Um pastor e um sicômoro
Jericó, na Palestina e porta de entrada da Terra Prometida – conforme é narrado no Velho Testamento, mais especificamente em Deuteronômio 32,48-49 “… Defronte de Jericó e contempla a terra de Canaã” – me inspirou a dar nova entonação a um romance que vinha maturando tempos atrás.
Ao final do dia nesta cidade emblemática, que tem passagens transformadoras tanto no Velho quanto no Novo Testamento, cânticos muçulmanos ecoam pelos quatro cantos. No hotel que ficamos hospedados por duas oportunidades, do quarto que me acolheu, conseguia ver ao menos uma mesquita e, ao fundo, as águas brilhantes, extremamente salgadas, e densas do Mar Morto.
Jericó é um oásis e a cidade mais antiga do mundo, com dez ou 11 mil anos de história. Ao longo destes dez ou onze milênios, o oásis palestino foi permanentemente habitado. Ali, no Monte da Tentação, o Cristo jejuou numa gruta, sozinho, e recebeu por três malditas ocasiões a desagradável visita de um ser maligno.
Este ser lhe fez propostas indecentes, mas Jesus, fortemente, resistiu e o expulsou. Em Jericó vi pela primeira vez a árvore sicômoro. Foi num sicômoro que Zaqueu, por ser de estatura pequena, precisou subir para contemplar a passagem do Cristo, conforme é minuciosamente narrado por São Lucas no capítulo 19, versículos de 1 a 10 de seu Evangelho. Um dos quatro canônicos.

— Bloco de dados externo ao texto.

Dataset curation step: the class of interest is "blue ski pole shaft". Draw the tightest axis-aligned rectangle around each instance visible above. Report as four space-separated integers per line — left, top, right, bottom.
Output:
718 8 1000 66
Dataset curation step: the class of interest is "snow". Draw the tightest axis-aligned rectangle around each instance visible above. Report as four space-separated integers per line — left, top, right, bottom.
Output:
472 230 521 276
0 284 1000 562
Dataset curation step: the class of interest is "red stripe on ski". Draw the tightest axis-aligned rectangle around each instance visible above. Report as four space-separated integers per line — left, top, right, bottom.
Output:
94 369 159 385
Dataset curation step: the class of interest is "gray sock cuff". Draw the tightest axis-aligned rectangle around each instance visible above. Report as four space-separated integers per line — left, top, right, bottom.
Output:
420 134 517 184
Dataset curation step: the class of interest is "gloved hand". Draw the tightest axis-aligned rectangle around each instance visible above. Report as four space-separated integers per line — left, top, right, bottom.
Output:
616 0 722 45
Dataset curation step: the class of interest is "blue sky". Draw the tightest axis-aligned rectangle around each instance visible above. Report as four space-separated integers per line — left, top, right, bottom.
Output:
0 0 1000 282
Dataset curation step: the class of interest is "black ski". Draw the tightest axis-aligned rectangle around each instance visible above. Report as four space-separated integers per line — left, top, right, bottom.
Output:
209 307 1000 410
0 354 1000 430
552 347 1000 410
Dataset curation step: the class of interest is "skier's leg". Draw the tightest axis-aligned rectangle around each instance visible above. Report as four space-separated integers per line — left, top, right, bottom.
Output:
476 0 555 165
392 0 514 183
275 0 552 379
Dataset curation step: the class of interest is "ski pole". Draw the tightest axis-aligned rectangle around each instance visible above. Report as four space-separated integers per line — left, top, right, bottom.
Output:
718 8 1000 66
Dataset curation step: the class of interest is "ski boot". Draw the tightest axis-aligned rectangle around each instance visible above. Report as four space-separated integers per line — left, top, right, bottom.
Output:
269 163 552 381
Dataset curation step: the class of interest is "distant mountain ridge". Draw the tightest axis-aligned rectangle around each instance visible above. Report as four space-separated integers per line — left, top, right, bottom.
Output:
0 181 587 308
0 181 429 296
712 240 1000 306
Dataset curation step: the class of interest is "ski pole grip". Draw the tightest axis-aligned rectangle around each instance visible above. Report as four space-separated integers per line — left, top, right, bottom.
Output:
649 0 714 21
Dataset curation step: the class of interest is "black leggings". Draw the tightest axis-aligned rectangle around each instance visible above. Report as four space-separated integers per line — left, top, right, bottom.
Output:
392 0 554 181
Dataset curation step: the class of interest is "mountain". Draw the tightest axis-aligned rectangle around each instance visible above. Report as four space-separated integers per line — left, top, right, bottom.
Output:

Confesso que até então não tinha feito uma conexão que, só mais tarde faria. Dias depois, a Imersão Hadassa 2022 nos leva para Cairo, a capital do Egito. Visitamos as pirâmides, as milenares testemunhas de mundos e civilizações. Nos dias do Egito, estivemos no centro comercial da capital e numa caminhada encontrei uma livraria de rua.
Na verdade, um sebo muito bem montado com bancas dispondo livros seminovos e conservados. Comecei a conversar com o vendedor seu nome era Mohamed – o mesmo nome do menino que me colocou num camelo ao pé do Monte da Tentação, em Jericó. Quando digo que sou brasileiro, Mohamed abre um sorriso e, ao contrário do que muitos egípcios declaravam quando descobriam a minha nacionalidade – ‘Futebol… Neymar… World Cup… Ronaldinho…’ – o vendedor fala: ‘Paulo Coelho!’.
E, rapidamente, retira da banca um exemplar em inglês de ‘O alquimista’ – ‘The alchemist’. Imediatamente disse que se tratava de um presente, porque ele era leitor assíduo de Paulo Coelho e eu era o primeiro brasileiro que ele conhecera e, por coincidência, o primeiro escritor brasileiro que estava ali na sua livraria. Tirei uma foto com Mohamed.
Tanto para mim quanto para o meu momentâneo amigo do Egito, ‘O alquimista’ significou uma mudança na forma de pensar, de encarar a vida. Quando li a história do jovem pastor Santiago tinha de 15 para 16 anos e Paulo despontava como autor que vivia dos seus direitos autorais, era lido por muita gente – muita gente importante, por sinal – e transmitindo uma mensagem de valorização da nossa intuição, a lenda pessoal.
Folheei o presente e, em inglês, achei o nome da árvore sicômoro [sycamore]. A conexão com o próprio Santiago foi de pronto: precisei cruzar o mundo para entender o sentido do sicômoro naquela abertura de romance. Na trama, o pastor cumpre primeiro todo um traçado de destino para só depois compreender o sentido de seu sonho recorrente.
Quanto ao romance que recomecei a escrever durante a primeira passagem por Jericó e que me perseguiu por todos os 35 dias em que estive na Imersão Hadassa 2022, sigo escrevendo. Chama-se ‘Dias de pães ázimos’. Retirei o título de uma passagem de Atos dos Apóstolos, perfeito texto bíblico redigido por São Lucas, que era médico e, na minha modesta opinião, o principal repórter lá do tempo do Cristo.